Domestic savings are required to fund investment, which otherwise must be financed with foreign capital.



New Delhi: Decline in gross savings, estimated to have fallen to 31 percent of GDP, needs to be contained as relying on foreign savings puts pressure on the current account, says a DBS report.

Domestic savings are required to fund investment, which otherwise must be financed with foreign capital.

"The fall in savings needs to be arrested given India's investment needs. Relying on foreign savings puts pressure on the current account and the returns from that investment go abroad as well," said Radhika Rao, Economist, DBS.

In the near-term, she added, the authorities need to continue encouraging households to shift from physical savings to financial avenues.

According to IMF, India's gross savings rate has fallen to 31 percent of GDP from 37 percent in 2007-08.

DBS said the slowdown is more a function of low incomes, tough economic conditions, falling real returns and high inflation, rather than structural impediments of a rising dependency ratio or a fall in working age population.

"Although structural tailwinds are in place, the savings rate continues to stagnate, pointing to cyclical hurdles," DBS said in a research note.

The report further noted that demographics are one of India's key strengths. While Japan, China and many western countries grapple with ageing populations, India's dependency ratio is declining.

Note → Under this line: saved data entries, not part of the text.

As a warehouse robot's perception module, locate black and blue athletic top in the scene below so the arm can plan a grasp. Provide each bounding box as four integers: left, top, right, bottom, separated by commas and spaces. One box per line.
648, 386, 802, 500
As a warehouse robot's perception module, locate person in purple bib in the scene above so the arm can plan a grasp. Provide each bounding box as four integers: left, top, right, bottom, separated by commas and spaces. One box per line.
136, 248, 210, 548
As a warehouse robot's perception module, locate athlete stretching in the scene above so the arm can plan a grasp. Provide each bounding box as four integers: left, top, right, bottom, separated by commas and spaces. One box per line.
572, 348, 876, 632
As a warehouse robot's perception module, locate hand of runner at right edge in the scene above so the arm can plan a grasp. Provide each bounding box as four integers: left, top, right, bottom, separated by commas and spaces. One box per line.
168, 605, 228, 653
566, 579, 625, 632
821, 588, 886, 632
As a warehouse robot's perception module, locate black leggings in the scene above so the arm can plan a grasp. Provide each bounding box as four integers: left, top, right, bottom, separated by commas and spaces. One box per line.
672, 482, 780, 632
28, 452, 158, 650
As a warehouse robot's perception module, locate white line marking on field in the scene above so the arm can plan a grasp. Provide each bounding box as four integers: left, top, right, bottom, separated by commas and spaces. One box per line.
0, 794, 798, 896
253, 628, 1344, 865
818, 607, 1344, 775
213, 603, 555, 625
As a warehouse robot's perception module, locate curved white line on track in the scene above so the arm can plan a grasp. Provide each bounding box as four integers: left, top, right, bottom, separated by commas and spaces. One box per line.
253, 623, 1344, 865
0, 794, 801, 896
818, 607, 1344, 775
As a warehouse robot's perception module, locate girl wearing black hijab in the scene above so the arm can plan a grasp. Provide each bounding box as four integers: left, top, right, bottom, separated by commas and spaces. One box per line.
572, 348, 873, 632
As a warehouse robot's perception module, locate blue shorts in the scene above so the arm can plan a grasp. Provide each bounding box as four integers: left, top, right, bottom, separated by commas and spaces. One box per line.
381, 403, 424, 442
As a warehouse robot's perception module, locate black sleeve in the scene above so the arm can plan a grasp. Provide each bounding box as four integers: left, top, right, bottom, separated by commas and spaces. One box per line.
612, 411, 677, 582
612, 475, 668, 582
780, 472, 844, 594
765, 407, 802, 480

The working age group (15-64 years) makes up close to two-thirds of the overall population and the growth in the working age population will exceed overall population growth for at least two more decades, pointing to a sustained fall in the dependency ratio.

"Not surprisingly, household savings now make less than a quarter of their disposable incomes, from above 30 percent earlier," the report noted.

On the policy front, further significant rate cuts are thereby unlikely in the interest of maintaining positive real and nominal deposit rates. We look for a 25 bps cut in December, before rates plateau, contingent on sharp disinflation to or below 5 percent and dovish monetary policy committee.

RBI on August 9, left key interest rates unchanged in his last monetary policy review as inflation hit near 2-year high but said the central bank's stance remains "accommodative".